Rhoda exhiba le volume dédicacé. Anne lui demanda d’un air méfiant :

« De quoi avez-vous parlé ? De moi ?

— Regardez-moi cette petite vaniteuse !

— Non, mais répondez-moi franchement, Rhoda. Avez-vous parlé de… du meurtre ?

— Nous avons parlé de ses meurtres, à elle. En ce moment, elle écrit un roman où l’assassin a empoisonné la farce de l’oie de la Saint-Michel. Très cordiale, elle m’a expliqué combien il était difficile d’écrire et nous avons pris ensemble du café noir avec des rôties beurrées », acheva Rhoda d’une voix triomphante.

Puis elle ajouta :

« Anne, vous n’avez pas pris le thé ?

— Si, avec Mme Lorrimer.

— Mme Lorrimer ? N’est-ce point cette personne qui jouait au bridge chez M. Shaitana ? »

Anne acquiesça d’un signe de tête.

« Comment l’avez-vous rencontrée ? Êtes-vous allée la voir ?
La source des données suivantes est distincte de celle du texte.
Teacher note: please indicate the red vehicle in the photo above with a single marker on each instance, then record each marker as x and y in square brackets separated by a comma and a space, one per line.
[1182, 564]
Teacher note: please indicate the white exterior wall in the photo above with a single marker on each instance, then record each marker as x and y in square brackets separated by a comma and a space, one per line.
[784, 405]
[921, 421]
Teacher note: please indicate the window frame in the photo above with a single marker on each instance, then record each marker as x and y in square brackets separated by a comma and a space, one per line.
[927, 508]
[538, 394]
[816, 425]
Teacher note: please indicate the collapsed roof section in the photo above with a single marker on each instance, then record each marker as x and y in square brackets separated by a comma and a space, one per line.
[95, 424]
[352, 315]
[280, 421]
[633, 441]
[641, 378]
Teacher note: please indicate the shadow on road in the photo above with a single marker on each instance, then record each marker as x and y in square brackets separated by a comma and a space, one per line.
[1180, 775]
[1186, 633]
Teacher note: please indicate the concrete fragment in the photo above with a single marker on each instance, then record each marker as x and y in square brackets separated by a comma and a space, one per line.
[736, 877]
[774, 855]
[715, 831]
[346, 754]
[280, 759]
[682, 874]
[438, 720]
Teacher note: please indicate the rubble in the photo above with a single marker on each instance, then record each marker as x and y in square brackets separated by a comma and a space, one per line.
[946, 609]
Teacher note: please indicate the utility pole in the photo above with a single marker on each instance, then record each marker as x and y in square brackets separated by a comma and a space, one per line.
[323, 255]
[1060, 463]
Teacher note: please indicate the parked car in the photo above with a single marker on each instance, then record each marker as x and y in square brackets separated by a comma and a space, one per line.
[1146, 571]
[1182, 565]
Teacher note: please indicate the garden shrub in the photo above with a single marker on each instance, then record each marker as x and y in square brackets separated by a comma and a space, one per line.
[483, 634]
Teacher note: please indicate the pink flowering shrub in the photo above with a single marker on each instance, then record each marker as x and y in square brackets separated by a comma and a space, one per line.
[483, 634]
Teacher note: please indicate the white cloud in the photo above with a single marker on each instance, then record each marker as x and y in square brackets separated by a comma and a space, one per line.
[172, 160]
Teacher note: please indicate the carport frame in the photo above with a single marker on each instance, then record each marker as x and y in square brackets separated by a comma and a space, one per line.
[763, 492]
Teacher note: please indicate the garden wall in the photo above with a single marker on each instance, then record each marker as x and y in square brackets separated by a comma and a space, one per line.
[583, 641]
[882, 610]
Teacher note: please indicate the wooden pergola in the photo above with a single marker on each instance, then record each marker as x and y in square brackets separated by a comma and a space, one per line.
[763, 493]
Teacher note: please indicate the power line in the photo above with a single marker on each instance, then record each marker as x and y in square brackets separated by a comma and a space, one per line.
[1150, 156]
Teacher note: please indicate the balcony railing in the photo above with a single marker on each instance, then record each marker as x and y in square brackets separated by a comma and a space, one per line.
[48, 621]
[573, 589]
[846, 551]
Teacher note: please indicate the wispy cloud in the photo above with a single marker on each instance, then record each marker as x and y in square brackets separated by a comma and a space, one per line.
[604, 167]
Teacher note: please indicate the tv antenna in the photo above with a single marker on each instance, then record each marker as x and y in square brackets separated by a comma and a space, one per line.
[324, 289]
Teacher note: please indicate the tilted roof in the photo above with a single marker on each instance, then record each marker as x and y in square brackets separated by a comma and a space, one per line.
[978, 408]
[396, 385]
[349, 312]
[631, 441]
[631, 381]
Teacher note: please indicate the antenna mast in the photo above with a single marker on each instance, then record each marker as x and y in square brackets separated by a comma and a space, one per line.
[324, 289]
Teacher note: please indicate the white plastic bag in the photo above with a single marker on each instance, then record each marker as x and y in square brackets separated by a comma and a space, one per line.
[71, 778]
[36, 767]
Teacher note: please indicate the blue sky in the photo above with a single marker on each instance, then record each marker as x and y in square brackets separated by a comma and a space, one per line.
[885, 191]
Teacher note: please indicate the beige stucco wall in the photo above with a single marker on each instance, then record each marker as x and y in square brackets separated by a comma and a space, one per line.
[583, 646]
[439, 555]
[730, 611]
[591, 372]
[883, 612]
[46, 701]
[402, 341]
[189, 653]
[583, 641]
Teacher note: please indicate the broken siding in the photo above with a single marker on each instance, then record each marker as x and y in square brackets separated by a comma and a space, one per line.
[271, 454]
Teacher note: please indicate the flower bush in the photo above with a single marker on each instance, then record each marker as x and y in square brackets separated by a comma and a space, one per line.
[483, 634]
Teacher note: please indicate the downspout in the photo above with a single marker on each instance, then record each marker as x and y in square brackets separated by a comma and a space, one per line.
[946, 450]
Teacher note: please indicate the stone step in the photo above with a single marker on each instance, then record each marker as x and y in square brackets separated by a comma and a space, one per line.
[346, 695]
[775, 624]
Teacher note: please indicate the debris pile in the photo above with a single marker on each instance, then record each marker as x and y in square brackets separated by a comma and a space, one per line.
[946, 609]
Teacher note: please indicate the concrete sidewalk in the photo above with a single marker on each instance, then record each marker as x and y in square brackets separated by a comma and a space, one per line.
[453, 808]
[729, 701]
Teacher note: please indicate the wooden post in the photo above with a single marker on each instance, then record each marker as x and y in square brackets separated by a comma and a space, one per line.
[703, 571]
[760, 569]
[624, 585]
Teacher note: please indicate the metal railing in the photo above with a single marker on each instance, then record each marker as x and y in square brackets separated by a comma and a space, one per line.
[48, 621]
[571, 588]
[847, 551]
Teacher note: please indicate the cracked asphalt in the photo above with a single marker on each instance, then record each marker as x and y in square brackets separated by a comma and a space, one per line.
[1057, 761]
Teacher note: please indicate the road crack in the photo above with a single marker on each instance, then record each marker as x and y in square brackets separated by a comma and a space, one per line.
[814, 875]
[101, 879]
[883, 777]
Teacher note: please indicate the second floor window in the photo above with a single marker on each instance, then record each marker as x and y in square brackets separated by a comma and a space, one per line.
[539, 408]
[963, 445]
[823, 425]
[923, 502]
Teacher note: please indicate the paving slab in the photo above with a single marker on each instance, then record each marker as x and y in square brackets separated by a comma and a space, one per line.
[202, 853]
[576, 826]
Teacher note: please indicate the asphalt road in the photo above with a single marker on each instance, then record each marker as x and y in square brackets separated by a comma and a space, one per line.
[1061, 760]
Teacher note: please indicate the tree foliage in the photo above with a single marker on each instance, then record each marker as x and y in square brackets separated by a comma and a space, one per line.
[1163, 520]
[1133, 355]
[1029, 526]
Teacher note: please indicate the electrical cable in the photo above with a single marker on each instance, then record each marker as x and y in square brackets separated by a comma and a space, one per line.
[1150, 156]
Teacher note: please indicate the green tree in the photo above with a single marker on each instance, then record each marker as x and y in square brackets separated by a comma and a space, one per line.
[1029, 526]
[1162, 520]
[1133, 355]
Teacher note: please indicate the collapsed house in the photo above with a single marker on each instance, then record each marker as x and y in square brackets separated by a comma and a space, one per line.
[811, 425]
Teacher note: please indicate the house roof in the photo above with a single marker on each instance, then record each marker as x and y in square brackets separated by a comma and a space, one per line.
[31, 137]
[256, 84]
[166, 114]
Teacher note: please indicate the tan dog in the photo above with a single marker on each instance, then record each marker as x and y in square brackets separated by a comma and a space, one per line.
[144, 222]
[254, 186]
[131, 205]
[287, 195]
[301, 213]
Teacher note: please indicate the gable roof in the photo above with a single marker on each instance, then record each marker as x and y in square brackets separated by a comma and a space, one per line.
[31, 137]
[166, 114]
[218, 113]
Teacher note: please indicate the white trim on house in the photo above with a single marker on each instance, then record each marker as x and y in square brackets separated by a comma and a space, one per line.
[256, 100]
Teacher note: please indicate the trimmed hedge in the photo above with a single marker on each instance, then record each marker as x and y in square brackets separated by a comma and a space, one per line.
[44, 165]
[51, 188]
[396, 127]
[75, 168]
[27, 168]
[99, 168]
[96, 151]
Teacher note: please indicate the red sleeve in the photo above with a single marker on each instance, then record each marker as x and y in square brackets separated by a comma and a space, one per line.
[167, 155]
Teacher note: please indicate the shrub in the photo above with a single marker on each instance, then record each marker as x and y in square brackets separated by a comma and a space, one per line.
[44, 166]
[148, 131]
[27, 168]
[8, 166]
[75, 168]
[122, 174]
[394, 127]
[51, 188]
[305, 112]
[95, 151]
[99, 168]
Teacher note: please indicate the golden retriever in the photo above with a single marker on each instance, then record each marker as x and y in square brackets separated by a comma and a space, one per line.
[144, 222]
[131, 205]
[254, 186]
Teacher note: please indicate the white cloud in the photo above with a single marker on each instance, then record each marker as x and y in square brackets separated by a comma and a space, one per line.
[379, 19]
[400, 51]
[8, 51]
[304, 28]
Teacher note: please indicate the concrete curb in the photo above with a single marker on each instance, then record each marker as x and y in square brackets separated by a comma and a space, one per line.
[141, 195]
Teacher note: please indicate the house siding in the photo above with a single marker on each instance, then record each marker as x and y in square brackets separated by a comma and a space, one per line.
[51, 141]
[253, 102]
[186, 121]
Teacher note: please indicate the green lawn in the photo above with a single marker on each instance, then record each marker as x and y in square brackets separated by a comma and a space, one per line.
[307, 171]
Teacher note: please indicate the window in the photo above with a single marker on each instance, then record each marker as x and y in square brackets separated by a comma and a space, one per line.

— Non. Nous nous sommes croisées dans Harley Street.

— Comment était-elle ?

— Je ne sais pas… plutôt drôle. Tout à fait différente de l’autre soir.

— La croyez-vous toujours coupable ? »

Anne hésita avant de répondre :

« Je ne pourrais le dire. Si vous voulez, n’en parlons plus, Rhoda. Vous savez comme ce sujet m’est pénible.

— Bien, ma chère Anne. Comment était l’avocat ? Sévère comme la justice ?

— Un juif, à l’air débrouillard.

— Et le major Despard ?

— Très aimable, comme toujours.

— Il a un béguin pour vous, Anne, j’en suis certaine.

— Rhoda, ne dites pas de sottises !

— Vous verrez. »

Rhoda fredonnait un petit air. Elle pensait en elle-même : « Bien sûr, qu’il s’est entiché d’elle. Anne est jolie… mais sans énergie. Jamais elle n’aura le cran de le suivre dans ses voyages. Elle pousse des cris dès qu’elle voit un serpent. Les hommes s’engouent toujours de la femme qui ne leur convient pas. »

Elle dit tout haut :

« Cet autobus nous conduira à la gare de Paddington. Nous arriverons juste pour prendre le train de quatre heures quarante-huit.